A champion swimmer at McGill, Jim was tall and broad-shouldered, but soft-spoken and self-deprecating rather than overbearing. Some thought him shy, while others saw him radiating among those he was comfortable with, who shared his curiosity, his attention to detail, and his boyish sense of fun. When he laughed, it could be uproarious, his eyes glinting with mirth but also signs of a certain Prairie restraint thrown to the wind. He had little time for nonsense but was always eager to learn. After a pompous lecture by a renowned architect at McGill describing the highlights of his glorious career, which had the student audience rolling their eyes, Jim was awarded a prize for posing the most intelligent question.

He had interests as wide as the Rocky Mountains and remembered other people’s pursuits with photographic faithfulness. He commiserated with one friend whom he hadn’t seen in twenty years on the death of the last surviving member of the Bloomsbury Group. And his sense of history and humour reinforced each other. He chuckled when told of Che Guevara’s parting words before going off to fight in the eastern Congo – “I feel the ribs of Rocinante [Don Quixote’s horse] pressing against my legs” – as if they summed up his own idealism and ambition, tempered with reality. He relished the outdoors and long-distance walks, including a memorable fifteen-mile trek across a peat bog at Cape Wrath. But he also loved books and libraries and the Oxford English Dictionary, where he would trace the origins of obsolete words as keenly as his own family history.

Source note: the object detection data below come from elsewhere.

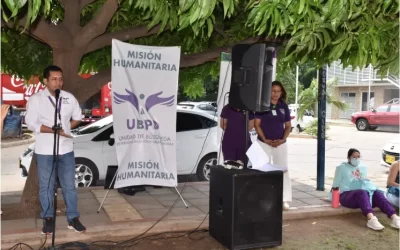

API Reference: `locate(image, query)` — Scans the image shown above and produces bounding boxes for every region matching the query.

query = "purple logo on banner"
[114,89,175,130]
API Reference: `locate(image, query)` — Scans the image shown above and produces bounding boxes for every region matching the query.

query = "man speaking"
[25,66,86,234]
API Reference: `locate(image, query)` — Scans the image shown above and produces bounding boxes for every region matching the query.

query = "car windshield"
[77,115,113,135]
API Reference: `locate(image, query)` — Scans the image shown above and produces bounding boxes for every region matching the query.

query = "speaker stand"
[243,110,249,169]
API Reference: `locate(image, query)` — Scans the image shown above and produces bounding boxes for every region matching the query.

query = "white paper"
[246,141,288,172]
[246,141,269,169]
[252,163,287,172]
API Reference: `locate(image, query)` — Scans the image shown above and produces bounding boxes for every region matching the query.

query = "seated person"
[332,148,400,230]
[386,161,400,207]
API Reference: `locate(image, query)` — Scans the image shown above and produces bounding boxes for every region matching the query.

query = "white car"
[381,136,400,168]
[178,102,219,117]
[20,110,218,187]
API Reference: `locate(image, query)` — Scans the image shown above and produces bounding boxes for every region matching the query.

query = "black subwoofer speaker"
[209,166,283,250]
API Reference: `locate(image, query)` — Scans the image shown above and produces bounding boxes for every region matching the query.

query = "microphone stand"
[48,92,61,250]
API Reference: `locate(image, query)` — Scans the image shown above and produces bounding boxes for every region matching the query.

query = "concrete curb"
[289,134,317,139]
[0,135,35,148]
[0,204,378,250]
[327,122,356,127]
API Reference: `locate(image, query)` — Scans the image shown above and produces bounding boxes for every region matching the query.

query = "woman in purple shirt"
[254,81,292,210]
[220,104,254,163]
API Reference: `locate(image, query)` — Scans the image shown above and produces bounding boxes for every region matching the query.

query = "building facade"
[327,62,400,119]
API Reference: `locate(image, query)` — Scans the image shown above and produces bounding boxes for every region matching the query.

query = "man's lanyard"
[49,96,62,121]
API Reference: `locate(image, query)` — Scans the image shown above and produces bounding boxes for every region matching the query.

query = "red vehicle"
[0,74,112,123]
[351,100,400,131]
[0,74,44,108]
[81,82,112,123]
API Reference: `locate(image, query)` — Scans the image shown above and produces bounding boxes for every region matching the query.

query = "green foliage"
[0,30,52,79]
[276,60,303,104]
[298,78,348,119]
[0,0,400,98]
[247,0,400,73]
[0,0,53,25]
[304,119,330,140]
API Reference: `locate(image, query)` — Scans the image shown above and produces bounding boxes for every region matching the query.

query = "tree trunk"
[20,154,41,216]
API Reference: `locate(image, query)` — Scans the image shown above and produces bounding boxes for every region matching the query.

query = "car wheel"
[75,158,99,188]
[356,118,369,131]
[197,153,218,181]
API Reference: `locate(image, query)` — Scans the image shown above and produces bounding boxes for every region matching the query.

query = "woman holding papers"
[220,104,254,164]
[254,81,292,210]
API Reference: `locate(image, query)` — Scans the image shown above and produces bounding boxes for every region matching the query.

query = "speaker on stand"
[209,43,283,250]
[229,43,276,112]
[209,166,283,250]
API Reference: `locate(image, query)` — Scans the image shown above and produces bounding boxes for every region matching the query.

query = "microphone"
[55,89,60,100]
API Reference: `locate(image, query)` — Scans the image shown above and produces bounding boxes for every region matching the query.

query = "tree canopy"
[0,0,400,100]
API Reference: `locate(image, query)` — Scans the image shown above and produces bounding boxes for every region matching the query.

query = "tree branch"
[74,67,111,103]
[0,16,61,47]
[85,25,160,53]
[80,0,96,11]
[59,0,81,34]
[76,0,118,46]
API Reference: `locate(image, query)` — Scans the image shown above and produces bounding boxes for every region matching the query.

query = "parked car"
[381,136,400,168]
[351,104,400,131]
[20,110,218,187]
[178,102,218,116]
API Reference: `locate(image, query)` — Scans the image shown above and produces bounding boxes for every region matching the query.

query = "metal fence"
[327,61,400,88]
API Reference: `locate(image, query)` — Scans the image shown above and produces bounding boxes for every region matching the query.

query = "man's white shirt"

His daughter Xanna remembers him as a remarkable father, not only to her but also to friends who had lost their own or were less fortunate in that respect. Jim was loyal to his friends but could discomfit them with his piercing honesty. “I’d be surprised if you spent much time in ‘immense Gothic spaces’,” he wrote to one, who had described a visit to Mont St. Michel, “since most of the Mont pre-dates the Gothic era by a century or two.” Yet his learning and precision never got in the way of being practical. In retirement, he could be found digging the Prospect Trail which he designed to connect the Elbow River pathways to downtown Calgary and re-shaping the landscape of his property in Hawaii.

A devoted educator, he served for thirty years on the Rhodes Scholarship Selection Committee for the Prairie Provinces, where his wit and lack of stuffiness set applicants at their ease. His wife Charlene Prickett, whose Arkansas upbringing prepared her badly for the rigours of a Canadian winter, wanted them to slip away each year to Hawaii by the beginning of November, but Jim would insist on seeing the selection process through. He saw promise in everyone, inviting a successful candidate home for dinner one evening alongside another who had fallen short, to buck up his spirits. “He shared stories of his life and career,” the first recalled, “in an utterly warm and unpretentious way. I marvelled at his infectious energy and passion for life.”

At the University of Calgary, he endowed a Rural Medicine Residency Award to honour his two grandfathers, who were country doctors, and an architecture scholarship for those who had demonstrated a palpable concern for the well-being of others.